With the gravity assist from the moon, the second phase takes a total of about .21 km/sec.
Total Delta V
With .04 km/s to nudge the heliocentric orbit and .21 km/s to park the asteroid at EML2, total delta V is around .25 km/sec.
Can Ion Engines Do The Burns?
I've called for burns at the asteroid's perihelion, aphelion, and a plane change 84º from the node. Also high apogee burns after the rock's been captured to earth's orbit. Do these need high thrust impulsive burns or can ion engines do the job?
Heliocentric and high earth orbits have a much more leisurely angular velocity than low earth orbit.
LEO angular velocity is about 4 degrees per minute. In earth's neighborhood, low eccentricity heliocentric orbits are about 1 degree per day. LEO orbits have around 6000 times the angular velocity. A 5 minute burn in LEO scaled up to heliocentic proportions would take around 20 days.
Doing a velocity change of 20 meters/sec over 20 days is an acceleration of about .000012 meters/sec2 . To accelerate a 500 tonne rock this much, we'd need a thrust of about 5 newtons.
The Keck study for retrieving an asteroid calls for 5 10 kW Hall thrusters, of which 4 would operate at a given time. According to this Nasa page, a 10 kW Hall Thruster gives about half a newton. Four engines would give two newtons.
It's plausible higher thrust ion engines will be developed in the future. It's also possible the nudges to the heliocentric orbit could be done over several orbital periods.
How about the burns needed once in earth's sphere of influence?
At a 1,500,000 km apogee, the rock is moving about .6 degrees a day.
A burn over 20 degrees would take about 34 days. A .13 km/s burn would be an acceleration of .00001 meters a second. Accelerating a 500 tonne rock this much would take about 5 newtons.
If the last ellipse is allowed to return to apogee, it is likely the sun's influence would tear the asteroid loose from earth's capture orbit. 1,500,000 km is the outer edge of the earth's sphere of influence.
If I understand the Keck pdf correctly, they give .17 km/s as the delta V to return a 500 tonne rock, and they say the 5 10 kW Hall thrusters are up to the task. There are some very clever people contributing to that paper and it is likely they've come up with more effective lunar assists then mine. But until I have a better understanding, I'll say 2008 HU4 is .25 km/s from EML2 and retrieving a 500 tonne rock takes 5 newtons of thrust.

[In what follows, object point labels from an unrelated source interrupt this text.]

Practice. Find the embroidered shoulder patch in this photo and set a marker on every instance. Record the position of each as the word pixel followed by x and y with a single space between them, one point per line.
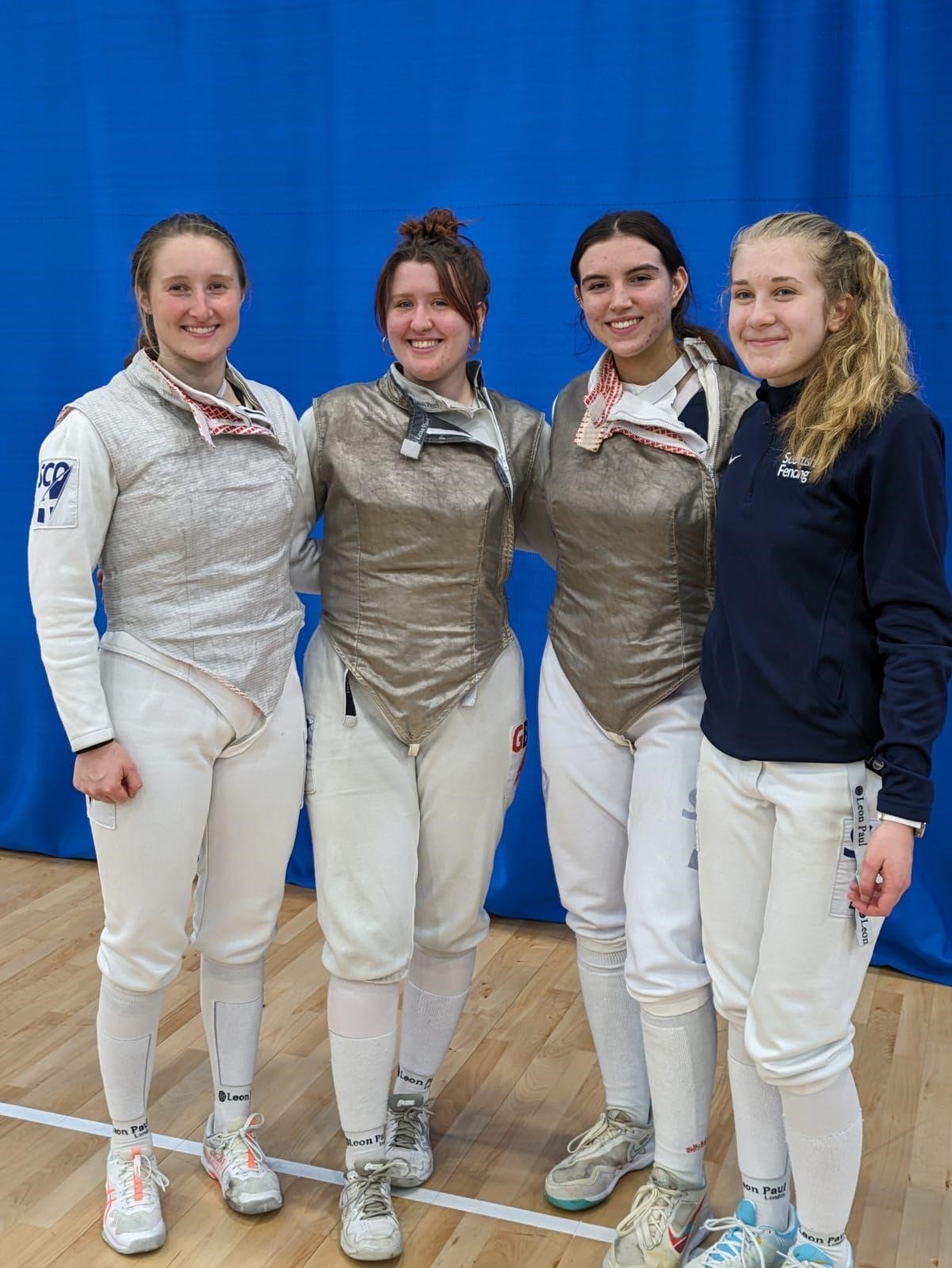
pixel 57 501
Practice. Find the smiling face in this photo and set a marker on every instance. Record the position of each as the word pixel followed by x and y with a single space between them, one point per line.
pixel 429 338
pixel 780 315
pixel 194 300
pixel 628 297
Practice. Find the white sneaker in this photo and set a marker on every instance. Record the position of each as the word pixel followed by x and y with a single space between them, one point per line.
pixel 369 1228
pixel 132 1220
pixel 598 1159
pixel 744 1243
pixel 663 1227
pixel 236 1160
pixel 408 1138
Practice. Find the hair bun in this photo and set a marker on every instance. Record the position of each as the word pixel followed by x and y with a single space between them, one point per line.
pixel 439 222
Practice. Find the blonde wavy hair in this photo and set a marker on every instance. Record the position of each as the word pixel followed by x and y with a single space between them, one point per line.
pixel 865 365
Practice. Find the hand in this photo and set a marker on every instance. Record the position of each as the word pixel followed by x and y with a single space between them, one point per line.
pixel 107 773
pixel 886 872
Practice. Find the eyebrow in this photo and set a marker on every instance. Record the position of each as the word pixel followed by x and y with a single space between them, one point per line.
pixel 186 277
pixel 635 268
pixel 743 282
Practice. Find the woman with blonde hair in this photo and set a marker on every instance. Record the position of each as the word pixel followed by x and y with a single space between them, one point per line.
pixel 414 682
pixel 825 666
pixel 186 483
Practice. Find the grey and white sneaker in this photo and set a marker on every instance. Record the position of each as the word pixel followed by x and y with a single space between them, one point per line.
pixel 236 1160
pixel 598 1159
pixel 369 1228
pixel 408 1138
pixel 132 1220
pixel 664 1225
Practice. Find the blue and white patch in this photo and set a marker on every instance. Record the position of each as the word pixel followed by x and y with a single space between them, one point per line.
pixel 57 502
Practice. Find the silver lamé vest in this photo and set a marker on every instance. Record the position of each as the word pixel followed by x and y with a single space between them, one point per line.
pixel 416 551
pixel 634 528
pixel 196 562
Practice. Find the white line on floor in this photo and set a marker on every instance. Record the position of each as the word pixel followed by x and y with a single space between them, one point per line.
pixel 323 1176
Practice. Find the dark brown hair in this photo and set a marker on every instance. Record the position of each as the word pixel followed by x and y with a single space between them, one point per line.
pixel 435 239
pixel 657 234
pixel 145 254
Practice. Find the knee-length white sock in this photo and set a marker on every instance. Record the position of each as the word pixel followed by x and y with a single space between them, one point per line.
pixel 361 1022
pixel 127 1029
pixel 825 1138
pixel 681 1052
pixel 232 999
pixel 762 1144
pixel 434 997
pixel 615 1022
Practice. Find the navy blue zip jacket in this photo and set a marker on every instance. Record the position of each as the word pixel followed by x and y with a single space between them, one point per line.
pixel 831 638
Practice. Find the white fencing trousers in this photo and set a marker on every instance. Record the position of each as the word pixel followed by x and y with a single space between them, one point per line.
pixel 621 828
pixel 403 845
pixel 778 849
pixel 220 800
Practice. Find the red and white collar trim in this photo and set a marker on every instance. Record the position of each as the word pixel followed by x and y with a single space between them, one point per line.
pixel 213 418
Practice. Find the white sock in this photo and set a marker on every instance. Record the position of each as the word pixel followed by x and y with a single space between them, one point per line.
pixel 615 1022
pixel 434 997
pixel 681 1052
pixel 361 1022
pixel 127 1029
pixel 825 1138
pixel 762 1145
pixel 232 999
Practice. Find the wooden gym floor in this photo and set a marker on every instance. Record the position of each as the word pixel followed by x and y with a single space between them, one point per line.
pixel 518 1082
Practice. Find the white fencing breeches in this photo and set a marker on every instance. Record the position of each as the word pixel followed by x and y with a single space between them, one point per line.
pixel 403 846
pixel 220 800
pixel 621 830
pixel 778 851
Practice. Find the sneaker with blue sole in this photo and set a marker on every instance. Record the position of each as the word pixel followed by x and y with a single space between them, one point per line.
pixel 806 1255
pixel 743 1243
pixel 598 1159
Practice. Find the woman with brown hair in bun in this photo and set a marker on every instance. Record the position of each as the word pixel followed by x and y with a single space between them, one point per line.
pixel 414 689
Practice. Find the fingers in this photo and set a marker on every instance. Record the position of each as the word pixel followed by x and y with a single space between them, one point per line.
pixel 869 875
pixel 886 891
pixel 107 775
pixel 132 780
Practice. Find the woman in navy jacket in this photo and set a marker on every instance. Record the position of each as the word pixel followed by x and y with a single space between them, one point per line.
pixel 825 665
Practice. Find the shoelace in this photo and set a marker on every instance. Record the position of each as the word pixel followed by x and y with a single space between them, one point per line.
pixel 410 1125
pixel 740 1238
pixel 790 1262
pixel 372 1190
pixel 240 1147
pixel 595 1135
pixel 137 1174
pixel 657 1204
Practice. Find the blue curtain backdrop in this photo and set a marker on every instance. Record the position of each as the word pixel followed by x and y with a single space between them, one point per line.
pixel 311 130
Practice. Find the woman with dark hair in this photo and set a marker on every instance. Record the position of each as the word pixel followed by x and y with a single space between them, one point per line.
pixel 638 445
pixel 823 705
pixel 415 684
pixel 186 483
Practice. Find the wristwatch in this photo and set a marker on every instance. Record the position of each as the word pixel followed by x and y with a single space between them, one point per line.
pixel 918 826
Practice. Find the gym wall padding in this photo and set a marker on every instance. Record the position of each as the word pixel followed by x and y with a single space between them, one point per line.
pixel 311 130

How many rocks can be caught?
2008 HU4 is near the very top of the list of low delta V asteroids. How many other rocks could be grabbed as easily?
In general smaller bodies are more common than larger bodies. If we successfully expanded our asteroid inventory to include most the asteroids 5 meters or greater, we would probably know of 100s or even 1000s of asteroids just as catchable as 2008 HU4.

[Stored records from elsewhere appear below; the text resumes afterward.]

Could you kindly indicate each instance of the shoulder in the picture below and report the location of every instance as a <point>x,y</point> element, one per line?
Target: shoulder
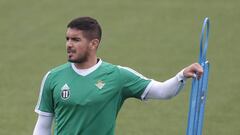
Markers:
<point>58,70</point>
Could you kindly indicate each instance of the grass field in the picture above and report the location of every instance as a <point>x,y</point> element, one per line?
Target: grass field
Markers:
<point>155,37</point>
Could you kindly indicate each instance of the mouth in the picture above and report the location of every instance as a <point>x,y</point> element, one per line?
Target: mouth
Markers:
<point>70,52</point>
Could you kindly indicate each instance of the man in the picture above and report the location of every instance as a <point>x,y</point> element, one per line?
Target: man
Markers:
<point>85,95</point>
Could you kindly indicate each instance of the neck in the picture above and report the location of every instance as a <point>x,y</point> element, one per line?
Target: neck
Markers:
<point>85,65</point>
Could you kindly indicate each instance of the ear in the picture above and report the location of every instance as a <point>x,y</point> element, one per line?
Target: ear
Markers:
<point>94,44</point>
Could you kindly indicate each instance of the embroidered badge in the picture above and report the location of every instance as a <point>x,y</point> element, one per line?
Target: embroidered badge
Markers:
<point>65,92</point>
<point>100,84</point>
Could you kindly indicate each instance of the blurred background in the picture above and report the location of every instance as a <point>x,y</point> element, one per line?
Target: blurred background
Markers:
<point>155,37</point>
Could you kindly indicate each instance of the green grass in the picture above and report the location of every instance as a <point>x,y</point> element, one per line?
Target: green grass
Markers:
<point>155,37</point>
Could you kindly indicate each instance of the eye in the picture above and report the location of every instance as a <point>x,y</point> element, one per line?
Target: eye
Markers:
<point>76,39</point>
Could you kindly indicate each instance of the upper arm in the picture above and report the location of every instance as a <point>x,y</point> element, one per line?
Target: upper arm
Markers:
<point>43,125</point>
<point>134,83</point>
<point>45,101</point>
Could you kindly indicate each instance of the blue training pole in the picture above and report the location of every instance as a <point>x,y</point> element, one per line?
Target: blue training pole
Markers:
<point>199,87</point>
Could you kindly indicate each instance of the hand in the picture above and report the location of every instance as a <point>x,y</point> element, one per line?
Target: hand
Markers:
<point>193,70</point>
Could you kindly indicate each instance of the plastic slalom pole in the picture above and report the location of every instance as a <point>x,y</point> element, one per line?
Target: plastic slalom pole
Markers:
<point>199,87</point>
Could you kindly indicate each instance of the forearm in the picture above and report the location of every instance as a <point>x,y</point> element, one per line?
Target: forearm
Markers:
<point>43,125</point>
<point>166,89</point>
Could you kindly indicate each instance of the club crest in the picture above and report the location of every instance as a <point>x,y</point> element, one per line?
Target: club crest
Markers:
<point>65,92</point>
<point>100,84</point>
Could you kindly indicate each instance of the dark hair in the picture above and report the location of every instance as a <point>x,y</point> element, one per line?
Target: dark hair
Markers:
<point>90,27</point>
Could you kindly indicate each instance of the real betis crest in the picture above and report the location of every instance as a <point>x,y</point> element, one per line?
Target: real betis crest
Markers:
<point>65,92</point>
<point>100,84</point>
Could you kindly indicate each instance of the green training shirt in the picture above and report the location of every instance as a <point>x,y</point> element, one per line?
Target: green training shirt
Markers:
<point>87,105</point>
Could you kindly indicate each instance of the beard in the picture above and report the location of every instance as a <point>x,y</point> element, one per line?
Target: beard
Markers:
<point>81,58</point>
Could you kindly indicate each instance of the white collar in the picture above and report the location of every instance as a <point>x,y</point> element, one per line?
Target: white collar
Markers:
<point>85,72</point>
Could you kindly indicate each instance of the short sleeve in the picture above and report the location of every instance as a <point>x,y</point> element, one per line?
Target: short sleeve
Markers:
<point>45,101</point>
<point>134,84</point>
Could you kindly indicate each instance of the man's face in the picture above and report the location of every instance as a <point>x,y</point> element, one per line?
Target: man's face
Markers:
<point>78,47</point>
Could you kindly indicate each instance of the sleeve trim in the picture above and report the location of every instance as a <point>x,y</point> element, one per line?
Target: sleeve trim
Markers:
<point>143,96</point>
<point>44,113</point>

It is the aim of Planetary Resources to take just such an inventory. They plan to launch a fleet of orbital Arkyd telescopes to accomplish this task.
It's likely rocks fall into temporary earth capture orbits without human intervention. New Scientist says any given time we could have several captured asteroids as tiny moons.
I applaud the efforts of Planetary Resources and Deep Space Industries. Their goals are doable. I'm also pleased NASA has expressed an interest in the Keck Study. Hopefully NASA will award PR and DSI contracts. In the near term I'm hoping NASA will buy time on the Arkyd Telescopes to get a more complete inventory of Chelyabinsk sized rocks.